At the 20th anniversary conference for the Fordham Institute for Women and Girls, speakers from New York City to Sydney prioritized equity over equality and noted the former’s potential to level the playing field for women—and women of color in particular.

Elaine Congress, Ph.D., associate dean and professor at the Graduate School of Social Service (GSS) and the institute’s co-founder, noted that the event was being held concurrent with the meeting of the Commission on the Status of Women at the United Nations. In taking the name “The Many Faces of Empowerment,” the GSS conference mirrored the commission’s focus on “women’s full and effective participation and decision-making in public life, as well as the elimination of violence, for achieving gender equality and the empowerment of all women and girls,” she said.

To better capture a global outlook, the March 20 virtual evening event was held in partnership with the Sydney School of Medicine at the University of Notre Dame in Australia, where it was already the morning of March 21. Nearly 100 students, academics, and practitioners tuned in to Zoom to view several presentations, including: MSW students Shadequa Hampton and Jolisa Beavers on racial justice, GSS professors Tina Maschi, Smita Dewan, and institute co-chair Sandy Turner on “Feminine Power, Politics. Peace and Prosperity,” and on other subjects that ranged from advocacy to climate change.

The Fordham Women and Girls Institute Conference, 2021

Gabrielle Casper, a professor of obstetrics and gynecology at Notre Dame and a recognized expert on women’s health and violence against women, drew the distinction between gender equality and gender equity.

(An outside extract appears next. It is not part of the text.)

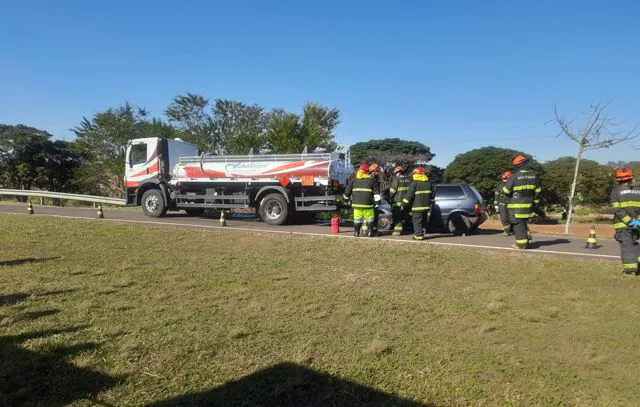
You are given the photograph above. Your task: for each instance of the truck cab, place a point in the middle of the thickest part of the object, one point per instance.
(148, 164)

“Gender equality means equal treatment of women and men in laws and policies and equal access to resources and services within families, communities, and society at large,” she said. “Gender equity means fairness and justice in the distribution of benefits and responsibilities between women and men.”

Casper pointed out that equality means very little without equity. As an example, she cited statistics provided to her by a medical colleague who treated boys and girls after a brutal war in Sierra Leon in which tens of thousands of young women and children were abducted in January 1999. In 2001, the physician found that 83% of the girls he treated had been raped and 39% were gang-raped. Fifty percent were beaten and physically assaulted. Some of the girls, aged 12 to 14, were pregnant. Yet funding at the medical center provided boys and girls equal time of about 20 minutes for medical consultation with doctors, though it was clear that the girls needed far more care. It was equal, but not equitable.

Houry Geudelekian, chair of the NGO Committee on the Status of Women, said she wholeheartedly concurred with Casper’s analysis of equality versus equity, particularly as it relates to intersectionality, where race, class, gender, and other identities overlap. She said problems of equity in the U.S. are exacerbated when race is factored in.

“These problems have been happening since the 1940s, in the ’50s and the ’60s, every decade we keep going back to the same issues that we’re not able to solve,” she said. “So, we need to bring in the racism aspect into gender equality because of the intersectionality. Ageism, sexism, racism, all of the isms that you can imagine should be addressed.”

New York City Council Member Helen Rosenthal agreed that while every issue the city faces, from transportation to jobs to primary care, should be viewed through the lens of equity for women, race should also factor in. She pointed out that 35% of households in New York City are led by a woman of color. One law she sponsored addressed what she referred to as the “most horrible statistic”: Black women are eight times more likely to die of pregnancy-related causes than white women.

New York City Council Member Helen Rosenthal
New York City Council Member Helen Rosenthal

She noted that the mayor is a white male, as is the city council speaker. Overall, men make up 73% of the city council, even though women make up 53% of the population. White men are just 16% of the city’s population.

“Public policy would more than likely change if our leadership were more akin to the New York City population,” she said.

In order to attain gender equity, she said that she has had to propose laws that one might not think would be necessary—such as requiring the NYPD Special Victims Unit to be trained in how to speak with survivors of sexual assault, a law which has yet to be implemented, she said.

“That’s the reason why women and LGBTQ non-binary people will still not go to the NYPD,” she said.

Before the city cheered on front-line workers of the pandemic, 85% of the women employed at hospitals had been sexually harassed on the job, she said.

“If you’re a woman of color, you’re much more likely to be sexually harassed and diminished in a variety of ways, so we have to pass legislation to try to fix this,” she said.

She then proposed one potential remedy.

“You know, this June, June 22, we’re going to be having a municipal election,” she said.
“There are three terrific women who are running for mayor and there are a lot of women running in the local City Council races.”